Cogut Institute for the Humanities

Graduate Fellows

  • Portrait photo of Devon Clifton

    Devon Clifton

    2023–24 Graduate Fellow, Ph.D. Candidate in English

    Devon Clifton is a sixth-year doctoral candidate in the Department of English. Her dissertation, titled “Psychoanalytics: Towards a Black Object Study,” makes use of psychoanalytic object relations theory to examine both African American literature and literary criticism. Using the work of Hortense Spillers and D.W. Winnicott, Clifton reads canonical African American women’s literature as theorizing the ways that blackness materializes as an object of thought in the first place. “Psychoanalytics” explains how attending to this materialization is vital to upholding the intellectual and ethical objectives of black feminist scholarship since scholars necessarily orient towards their own “objects” of study. Clifton’s first article “Rededication: Hurston, Black Object Thinking, and ‘the black feminist critical enterprise’” was published in The Journal of American Culture. Her research has received funding from the Pembroke Center and the National Endowment for the Humanities. Clifton was also chosen as a 2022 national finalist for the WW Women’s Studies Fellowship.

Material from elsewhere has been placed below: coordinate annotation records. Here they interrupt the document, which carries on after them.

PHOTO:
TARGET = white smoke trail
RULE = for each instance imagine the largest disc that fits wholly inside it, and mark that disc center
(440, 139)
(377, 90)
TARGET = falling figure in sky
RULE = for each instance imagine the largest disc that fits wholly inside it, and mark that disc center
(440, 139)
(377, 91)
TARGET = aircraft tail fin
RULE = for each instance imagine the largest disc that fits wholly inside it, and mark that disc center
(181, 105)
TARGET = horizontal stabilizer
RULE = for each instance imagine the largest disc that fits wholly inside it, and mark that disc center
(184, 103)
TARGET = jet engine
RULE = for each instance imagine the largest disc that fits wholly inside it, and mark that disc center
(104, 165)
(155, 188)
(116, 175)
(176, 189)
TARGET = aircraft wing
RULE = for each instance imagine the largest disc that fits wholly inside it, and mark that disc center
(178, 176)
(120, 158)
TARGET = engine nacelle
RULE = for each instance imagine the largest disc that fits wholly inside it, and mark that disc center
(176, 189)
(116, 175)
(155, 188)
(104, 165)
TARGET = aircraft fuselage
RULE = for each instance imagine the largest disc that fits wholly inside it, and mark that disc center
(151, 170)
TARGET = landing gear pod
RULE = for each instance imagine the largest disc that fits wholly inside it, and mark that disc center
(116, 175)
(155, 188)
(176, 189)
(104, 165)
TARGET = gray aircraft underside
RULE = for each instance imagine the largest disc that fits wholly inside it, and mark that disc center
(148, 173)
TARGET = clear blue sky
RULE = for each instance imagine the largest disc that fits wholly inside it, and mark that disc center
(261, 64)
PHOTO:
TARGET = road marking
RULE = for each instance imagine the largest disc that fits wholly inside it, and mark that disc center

  • Portrait photo of Brianna Eaton

    Brianna Eaton

    2023–24 Graduate Fellow, Ph.D. Candidate in Africana Studies

    Brianna Eaton is a fourth-year doctoral candidate in the Department of Africana Studies. She earned a B.A. in film and media studies and Black studies from the University of California, Santa Barbara, and a M.A. in cinema studies from New York University. Her dissertation project examines symbols of Blackness in film and television in the 21st century, focusing on how visual markers of race link representations of Blackness across political borders and geographies. Black production in film and television in the contemporary moment is prolific and widely accessible, making it deeply embedded in and responsive to fractured, relational, and affective intraracial discourses. She examines Black productions from several countries to highlight how Black creators disrupt, reinforce, and negotiate Blackness, contending with the production of Blackness as art, entertainment, and commercial enterprise and as a political project aimed at undoing centuries of misrepresentation.

  • Portrait photo of Itamar Levin

    Itamar Levin

    2023–24 Graduate Fellow, Ph.D. Candidate in Classics

    Itamar Levin is a fifth-year doctoral candidate in the Department of Classics, specializing in ancient history. His research combines traditional philology with contemporary frameworks to explore the relationship between power and culture in ancient Greek society. In his two forthcoming publications, “Legal Death and Odysseus’ Kingship” (The Classical Quarterly) and “News and the Family in Ancient Greece” (The Classical Journal), he illuminates tacit cultural institutions in antiquity by applying notions from legal theory and communication studies. He is currently working on his dissertation, which expands the concept of necropower and develops a methodology for studying the politics of commemoration in ancient Greek society. Specifically, he focuses on cenotaphs and the instrumentalizing of the absent dead for the (re)production of civic ideology. His work is situated within broader scholarly conversations about the role of power in shaping cultural practices and the ethical responsibilities of scholars in examining these dynamics.

  • Portrait photo of Goutam Piduri

    Goutam Piduri

    2023–24 Graduate Fellow, Ph.D. Candidate in English

    Goutam Piduri is a sixth-year doctoral candidate in the Department of English and holds a B.A. in English from Ashoka University. He is interested in nonacquisitive forms of imperialist thought and style. His dissertation project focuses on the 17th century, inquiring into the mechanisms by which nonpossession — a cultivated indifference to material goods — is allied to early imperialist thought. To this end, he reads the work of English poets, East India Company ethnographers, and Puritan spiritual authorities to excavate a counter-intuitive relationship between nonpossession and empire. The project thus complicates the ascetics claim that the abandonment of “material” ownership in favor of “spiritual” renunciation is a path of nonviolence or resistance to imperialism. He has attended seminars convened by the Folger Shakespeare Library and the National Endowment for the Humanities. He translates from Telugu, and his translations have appeared in Asymptote and Denver Quarterly.